Worst Jokes Ever
Yo mama so fat, when she farts, it's counted as a new gas element.
Yo mama so fat when she walks the earth talks!
LMAO
Yo mama so fat, when she was wearing black by a bank which was getting robbed, they thought, "AHH SWAT!"
Yo mama so fat when she walked all we knew was EARTHQUAKE!
Yo mama so ugly, her mirror broke.
Did you hear about the cello player who dreamed he was performing Bolero?
He woke up and found out it was true.
I just wrote a book on reverse psychology. Do not read it.
Man, I love telling jokes about orphans. What are they gonna do, tell their parents?
Why was 6 afraid of 7?
Because 7 broke into a daycare and ate 12 children before burning the building down.

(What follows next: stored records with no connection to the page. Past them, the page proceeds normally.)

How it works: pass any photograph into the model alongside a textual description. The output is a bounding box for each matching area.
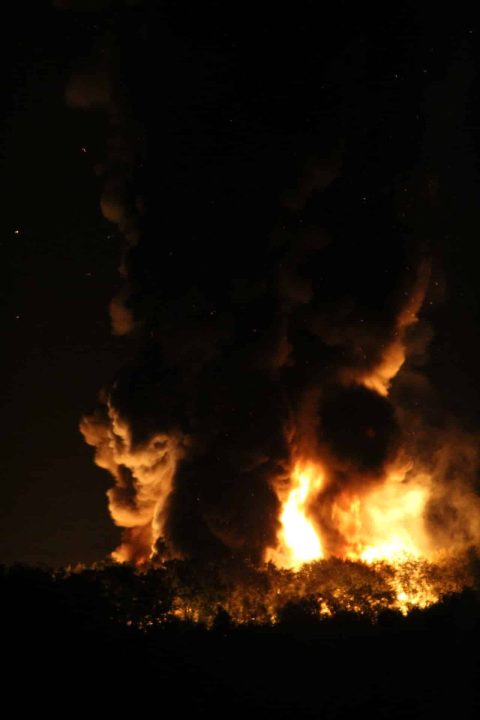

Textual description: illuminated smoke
[67,5,480,568]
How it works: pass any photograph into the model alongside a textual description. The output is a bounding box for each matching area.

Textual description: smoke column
[59,2,478,562]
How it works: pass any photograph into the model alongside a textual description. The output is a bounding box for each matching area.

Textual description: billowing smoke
[67,7,479,561]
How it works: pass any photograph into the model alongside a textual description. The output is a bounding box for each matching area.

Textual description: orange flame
[267,463,323,569]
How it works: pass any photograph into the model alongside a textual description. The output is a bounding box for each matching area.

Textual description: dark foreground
[1,568,480,719]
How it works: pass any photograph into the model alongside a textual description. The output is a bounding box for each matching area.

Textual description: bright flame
[332,468,430,563]
[267,462,432,569]
[267,463,323,569]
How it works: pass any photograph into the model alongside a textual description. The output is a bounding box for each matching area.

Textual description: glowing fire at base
[267,462,432,569]
[267,463,324,569]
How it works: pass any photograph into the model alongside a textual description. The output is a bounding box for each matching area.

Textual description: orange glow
[267,462,432,569]
[268,463,323,569]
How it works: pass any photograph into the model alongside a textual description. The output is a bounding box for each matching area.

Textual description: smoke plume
[67,3,480,562]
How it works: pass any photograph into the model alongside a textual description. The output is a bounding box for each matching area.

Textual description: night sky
[0,2,480,564]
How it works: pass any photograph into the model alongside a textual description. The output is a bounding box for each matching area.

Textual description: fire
[267,462,431,569]
[271,463,323,568]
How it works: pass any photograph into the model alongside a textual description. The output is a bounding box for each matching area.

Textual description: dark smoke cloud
[67,2,480,560]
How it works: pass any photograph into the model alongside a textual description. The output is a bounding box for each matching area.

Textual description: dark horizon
[0,2,480,565]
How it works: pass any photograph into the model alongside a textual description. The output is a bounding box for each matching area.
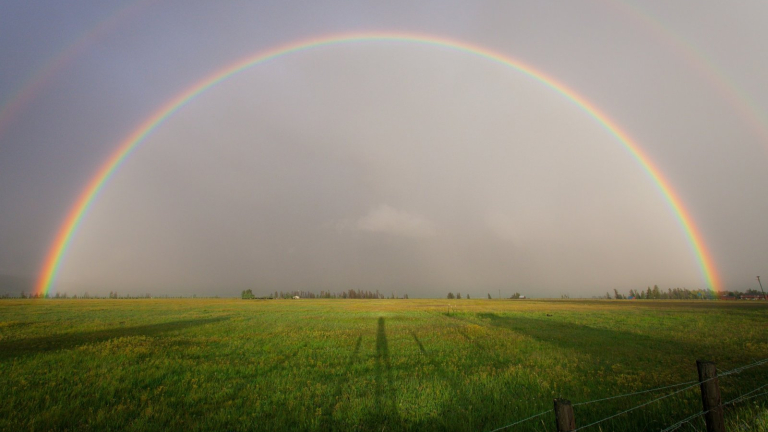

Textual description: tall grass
[0,299,768,431]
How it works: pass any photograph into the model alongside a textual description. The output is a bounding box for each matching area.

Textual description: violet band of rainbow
[35,33,721,295]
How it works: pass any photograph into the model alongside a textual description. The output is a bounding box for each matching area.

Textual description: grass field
[0,299,768,431]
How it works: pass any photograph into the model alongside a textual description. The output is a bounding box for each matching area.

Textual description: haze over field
[0,1,768,297]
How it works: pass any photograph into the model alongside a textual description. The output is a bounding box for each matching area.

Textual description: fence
[491,358,768,432]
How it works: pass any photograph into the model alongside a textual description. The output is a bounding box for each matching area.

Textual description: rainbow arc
[36,33,720,295]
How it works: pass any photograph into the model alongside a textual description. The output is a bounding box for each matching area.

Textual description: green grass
[0,299,768,431]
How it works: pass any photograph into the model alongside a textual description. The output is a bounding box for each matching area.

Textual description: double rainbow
[35,33,720,295]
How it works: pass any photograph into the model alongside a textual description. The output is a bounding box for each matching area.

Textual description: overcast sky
[0,0,768,297]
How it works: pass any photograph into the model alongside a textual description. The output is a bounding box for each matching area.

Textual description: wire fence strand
[490,358,768,432]
[574,378,714,432]
[573,381,698,406]
[656,376,768,432]
[491,410,554,432]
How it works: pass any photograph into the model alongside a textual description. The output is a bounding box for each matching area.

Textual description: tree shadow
[369,317,402,429]
[0,317,229,360]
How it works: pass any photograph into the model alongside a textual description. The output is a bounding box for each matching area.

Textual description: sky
[0,0,768,298]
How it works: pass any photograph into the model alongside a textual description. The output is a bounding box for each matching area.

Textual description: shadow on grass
[0,318,229,360]
[368,317,402,429]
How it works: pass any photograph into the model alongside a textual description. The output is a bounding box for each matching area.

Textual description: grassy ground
[0,299,768,431]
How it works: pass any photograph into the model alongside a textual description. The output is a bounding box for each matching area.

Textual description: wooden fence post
[696,360,725,432]
[555,398,576,432]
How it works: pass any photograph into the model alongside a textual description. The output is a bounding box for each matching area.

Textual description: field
[0,299,768,431]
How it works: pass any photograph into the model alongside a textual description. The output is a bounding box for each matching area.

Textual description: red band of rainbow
[35,33,720,295]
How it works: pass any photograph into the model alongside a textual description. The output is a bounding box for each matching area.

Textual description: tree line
[241,289,408,299]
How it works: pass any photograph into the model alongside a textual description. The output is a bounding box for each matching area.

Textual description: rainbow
[0,0,156,135]
[36,33,720,295]
[604,1,768,152]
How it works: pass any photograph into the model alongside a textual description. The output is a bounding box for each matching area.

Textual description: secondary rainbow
[35,33,720,295]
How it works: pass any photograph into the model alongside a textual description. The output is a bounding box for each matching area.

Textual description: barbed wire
[660,376,768,432]
[573,381,698,406]
[490,358,768,432]
[720,358,768,376]
[491,409,554,432]
[661,411,709,432]
[723,384,768,405]
[574,384,704,432]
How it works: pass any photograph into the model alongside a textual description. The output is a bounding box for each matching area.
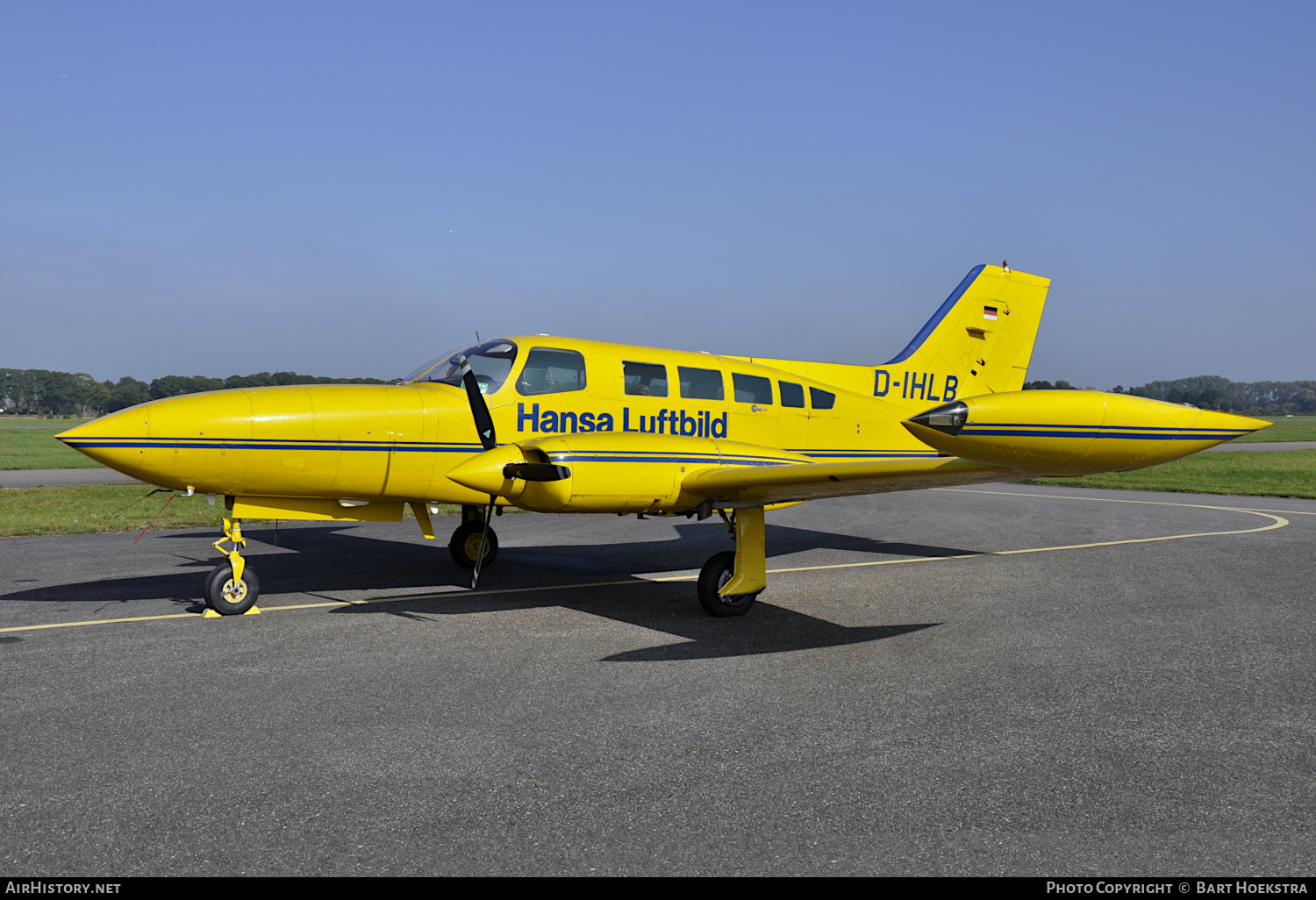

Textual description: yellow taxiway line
[0,489,1295,634]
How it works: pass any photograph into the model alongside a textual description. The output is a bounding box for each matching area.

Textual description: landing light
[910,400,969,437]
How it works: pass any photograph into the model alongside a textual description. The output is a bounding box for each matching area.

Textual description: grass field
[0,484,224,537]
[0,484,468,542]
[0,429,103,468]
[1026,450,1316,497]
[1234,416,1316,444]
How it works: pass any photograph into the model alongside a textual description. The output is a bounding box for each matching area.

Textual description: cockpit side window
[516,347,584,397]
[403,339,516,394]
[621,362,668,397]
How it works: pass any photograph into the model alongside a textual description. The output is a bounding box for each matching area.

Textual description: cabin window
[621,362,668,397]
[776,382,805,410]
[676,366,726,400]
[516,347,584,396]
[403,339,516,394]
[732,373,773,405]
[810,389,836,410]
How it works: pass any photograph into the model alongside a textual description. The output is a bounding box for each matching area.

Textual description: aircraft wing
[681,457,1012,505]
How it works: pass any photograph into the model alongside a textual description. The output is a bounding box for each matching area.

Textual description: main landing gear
[447,507,497,568]
[699,507,768,618]
[205,518,261,618]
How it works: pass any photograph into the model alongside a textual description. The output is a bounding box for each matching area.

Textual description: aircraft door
[726,373,781,447]
[776,382,810,452]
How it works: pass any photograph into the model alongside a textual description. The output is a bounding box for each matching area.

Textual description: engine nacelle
[447,432,810,513]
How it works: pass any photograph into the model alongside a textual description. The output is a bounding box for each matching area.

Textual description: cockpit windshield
[403,339,516,394]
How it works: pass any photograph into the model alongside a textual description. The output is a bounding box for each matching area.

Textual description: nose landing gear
[205,518,261,618]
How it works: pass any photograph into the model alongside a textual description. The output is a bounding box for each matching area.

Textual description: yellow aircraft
[60,266,1269,616]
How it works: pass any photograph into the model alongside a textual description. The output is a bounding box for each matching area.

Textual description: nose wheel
[204,518,261,616]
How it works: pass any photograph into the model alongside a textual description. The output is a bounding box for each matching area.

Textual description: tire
[205,562,261,616]
[699,550,758,618]
[447,523,497,568]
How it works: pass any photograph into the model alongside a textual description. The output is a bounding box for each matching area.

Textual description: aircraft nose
[57,391,252,491]
[55,404,150,471]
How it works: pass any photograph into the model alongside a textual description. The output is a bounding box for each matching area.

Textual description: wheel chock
[202,607,261,618]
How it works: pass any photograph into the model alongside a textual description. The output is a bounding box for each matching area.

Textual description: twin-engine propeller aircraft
[60,266,1269,616]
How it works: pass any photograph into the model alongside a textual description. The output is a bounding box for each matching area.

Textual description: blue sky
[0,0,1316,389]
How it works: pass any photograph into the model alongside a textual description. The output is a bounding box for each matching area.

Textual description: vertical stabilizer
[873,266,1050,410]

Orphan, they're enough of a joke.
There's a lot of talk about starting families, but no one ever talks about finishing what they started.
What store does an orphan hate?
Family Tree.
What’s the difference between a clock and an orphan's parents?
The clock actually comes back around.
Girl: Hey.
Orphan: Hi.
Girl: Wanna be friends?
Orphan: Sure.
Girl: Ok, and go ask your parents if we can have a sleep over.
People were deciding how to punish a terrible criminal, and one man came up with a great idea.
He sat him in a movie theater with no food at all and made him watch a 12 hour documentary about the country Hungary.
To whoever stole my antidepressants, why do you need them?
Why can't depressed people make depression jokes? Because they can't talk if they are dead.
I went to the shops and still didn’t find Lucy’s dad.
Are your forehead and hairline friends? 'Cause they go way back.
Q: How do you blind a woman?
A: You put a windshield in front of her.